Print

Print


 > > who will? the user groups? for many lanugages there isn't a user group
 >
 > There are many interested experts around for those languages without a
 > user group. One of the gathering places is the Omega mailing list.

i know that, but that doesn't mean any of those groups and neither the user
groups are necessarily qualified to decide a standard.

just pick the random example from my varioref package: i have language support
in there from users and this gets changed every now and then because i get
claims that such and such is not the right phrasing. how should I decide if
people from a single country claim their wording isn't sounding correct?

and changing the default midway (as i did in case of varioref several times)
is really bad since it is making old document invalid. but i had to change
because it turned out that one or the other phrasing was indeed incorrect

you can argue that a standard defined by those people interested is better
than none. but it is also try that if at all possible you should stick with a
default once decided. so the problem is to find out when you are likely to
have enough data to make a decision

so to come back to inputencs (which the above really was about):

 - right now LaTeX by default lets 8bit chars pass if inputenc is not
   loaded. this is an unfortunate fact of life and no package and only a
   kernel modification would change that and within 2e there will be no such
   kernel modification, so with that we have to live for the moment.

 - but i consider this really problematical because the upper part of 8bit is
   unknown territory and i do not subscribe to Thierry's approach of using
   straight 8bit plus a T1 encoded font and hope all works out well. it is
   true that for certain languages (including Thierry's and my own) it does
   work if i'm on the right kind of computer but for others it does not and it
   certainly wouldn't work if the font encoding mechanisms would be extended
   to allow switching encodings according to font availability as suggested.

 - one can summarize the current situation as follows: it defines a default
   which is "pass whatever is coming straight to the font encoding" and that
   requires the used input encoding and the font encoding to be the same and
   it limits the use of fonts very very drastically. it is a straight
   extension of what Don did with 7bit with the slight difference that for
   7bit most keyboard encodings are identical

I would propose that a follow up kernel (call it ltx3 or whatever, eg a
consolidated version emerging from the currently developed x... packages one
day), would by default make the upper half an error if no input encoding is
specified.
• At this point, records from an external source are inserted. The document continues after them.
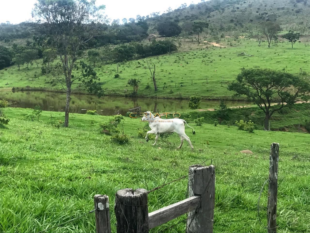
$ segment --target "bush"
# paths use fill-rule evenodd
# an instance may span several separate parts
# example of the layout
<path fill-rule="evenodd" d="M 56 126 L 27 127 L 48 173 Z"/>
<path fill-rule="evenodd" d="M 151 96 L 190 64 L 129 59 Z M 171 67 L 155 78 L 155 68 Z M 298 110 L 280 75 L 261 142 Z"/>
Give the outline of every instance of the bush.
<path fill-rule="evenodd" d="M 219 121 L 217 120 L 216 120 L 214 121 L 213 125 L 214 125 L 214 126 L 217 126 L 218 124 L 219 124 Z"/>
<path fill-rule="evenodd" d="M 250 133 L 254 132 L 254 124 L 251 121 L 245 121 L 241 120 L 239 121 L 236 121 L 236 124 L 238 126 L 238 129 L 241 130 L 247 131 Z"/>
<path fill-rule="evenodd" d="M 97 113 L 96 110 L 87 110 L 86 111 L 86 114 L 88 115 L 95 115 Z"/>
<path fill-rule="evenodd" d="M 310 133 L 310 121 L 306 120 L 305 122 L 305 129 L 307 130 L 308 133 Z"/>
<path fill-rule="evenodd" d="M 192 109 L 197 109 L 200 104 L 201 98 L 195 95 L 192 95 L 189 98 L 188 107 Z"/>
<path fill-rule="evenodd" d="M 41 106 L 40 105 L 36 105 L 34 107 L 34 109 L 33 109 L 33 114 L 37 116 L 38 118 L 38 121 L 39 120 L 40 116 L 41 116 L 42 113 L 42 109 L 41 109 Z M 32 120 L 32 119 L 31 119 Z"/>
<path fill-rule="evenodd" d="M 3 109 L 8 105 L 8 102 L 6 100 L 0 100 L 0 126 L 3 127 L 4 125 L 7 125 L 10 120 L 6 117 L 3 113 Z"/>
<path fill-rule="evenodd" d="M 128 143 L 129 138 L 126 134 L 115 134 L 111 137 L 111 140 L 113 142 L 120 145 L 125 145 Z"/>
<path fill-rule="evenodd" d="M 103 122 L 100 125 L 101 129 L 100 132 L 108 135 L 119 133 L 120 131 L 117 125 L 123 119 L 124 117 L 122 115 L 116 115 L 110 118 L 108 122 Z"/>
<path fill-rule="evenodd" d="M 119 123 L 121 121 L 124 119 L 124 117 L 121 114 L 115 115 L 114 117 L 111 118 L 110 120 L 110 122 L 113 121 L 114 122 L 118 122 Z"/>
<path fill-rule="evenodd" d="M 33 119 L 35 118 L 36 116 L 33 114 L 33 112 L 32 112 L 28 113 L 24 117 L 26 119 L 31 120 L 32 121 L 33 121 Z"/>
<path fill-rule="evenodd" d="M 142 128 L 138 128 L 137 129 L 137 130 L 138 131 L 138 137 L 140 138 L 145 138 L 145 136 L 146 136 L 147 132 L 150 130 L 151 130 L 151 128 L 148 126 L 148 123 L 147 123 Z M 155 140 L 155 135 L 153 134 L 149 134 L 148 135 L 148 138 L 150 140 Z"/>
<path fill-rule="evenodd" d="M 202 122 L 204 120 L 204 117 L 199 117 L 195 119 L 194 121 L 195 121 L 195 123 L 196 123 L 196 126 L 200 126 L 202 125 Z"/>

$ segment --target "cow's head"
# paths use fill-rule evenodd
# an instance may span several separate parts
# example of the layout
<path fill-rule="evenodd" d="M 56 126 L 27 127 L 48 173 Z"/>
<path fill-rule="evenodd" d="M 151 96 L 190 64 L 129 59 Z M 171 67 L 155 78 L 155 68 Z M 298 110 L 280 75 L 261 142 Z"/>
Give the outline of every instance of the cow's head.
<path fill-rule="evenodd" d="M 147 112 L 145 112 L 143 113 L 144 114 L 144 115 L 143 117 L 141 119 L 141 120 L 142 121 L 148 121 L 149 118 L 150 118 L 150 116 L 151 115 L 151 112 L 149 111 L 148 111 Z"/>

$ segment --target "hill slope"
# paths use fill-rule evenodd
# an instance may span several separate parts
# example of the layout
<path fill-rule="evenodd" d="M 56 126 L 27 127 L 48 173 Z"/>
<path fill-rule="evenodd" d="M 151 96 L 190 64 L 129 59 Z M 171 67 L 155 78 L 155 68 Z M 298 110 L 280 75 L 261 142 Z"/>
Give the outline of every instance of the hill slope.
<path fill-rule="evenodd" d="M 310 2 L 307 0 L 210 0 L 177 9 L 148 22 L 153 28 L 159 22 L 174 21 L 188 34 L 192 29 L 187 23 L 203 21 L 209 23 L 210 34 L 220 34 L 253 31 L 260 23 L 269 20 L 279 23 L 284 30 L 304 34 L 309 31 L 309 14 Z"/>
Sorry Thierry :-) but you shouldn't feel that bad about it a) i'm
known to change by mind and b) processors are that fast these days that you
can really work without problems with something like inputenc you will not
notice it.

in that case only by specifying a input/keyboard encoding you get access to
using 8bit characters but at the same time you are assured that the document
contains all the necessary information to actually process it correctly
elsewhere and you do not have the potential problem, reported by Éric, that
users do not notice that half their letters (ie those with accents)
vanished. they wouldn't, they would produce error messages.

now to provide default input encodings depending on language would help a
certain number of people to be able to leave out *one* line in the preamble of
the document (and if you are lucky with your choice, the larger part of the
LaTeX users) but at the same time would mean that people, who naively just use
any key on their keyboard but having an keyboard incompatible with the default,
would run in exactly the same problem  Éric reported: they would now get wrong
output without noticing. So then, perhaps not  Éric but somebody else would
rightly moan about such stupid defaults which make it likely that people get
incorrect documents. so in my opinion it there should be no default for input
encodings other than the one which is currently called "ascii" in inputenc and
which makes any 8bit an error.

the above is only about input encodings; as I said earlier the situation for
output encodings is different and there are already defaults in current Babel
and in the implementation i'm working on they will get more generalised trying
to take into account the problems discussed concerning the use or not use of
certain encodings for certain fonts.

the main problem i see with defaults for output encodings is that for languages
like French or German there isn't really a good default because you will have
always a large user group which is dead against one or the other, eg T1 viz
OT1 for other languages it is simpler. however this is more a political than a
technical question, ie who doesn't like THEM the day they make X for language
Y the default ... :-)

frank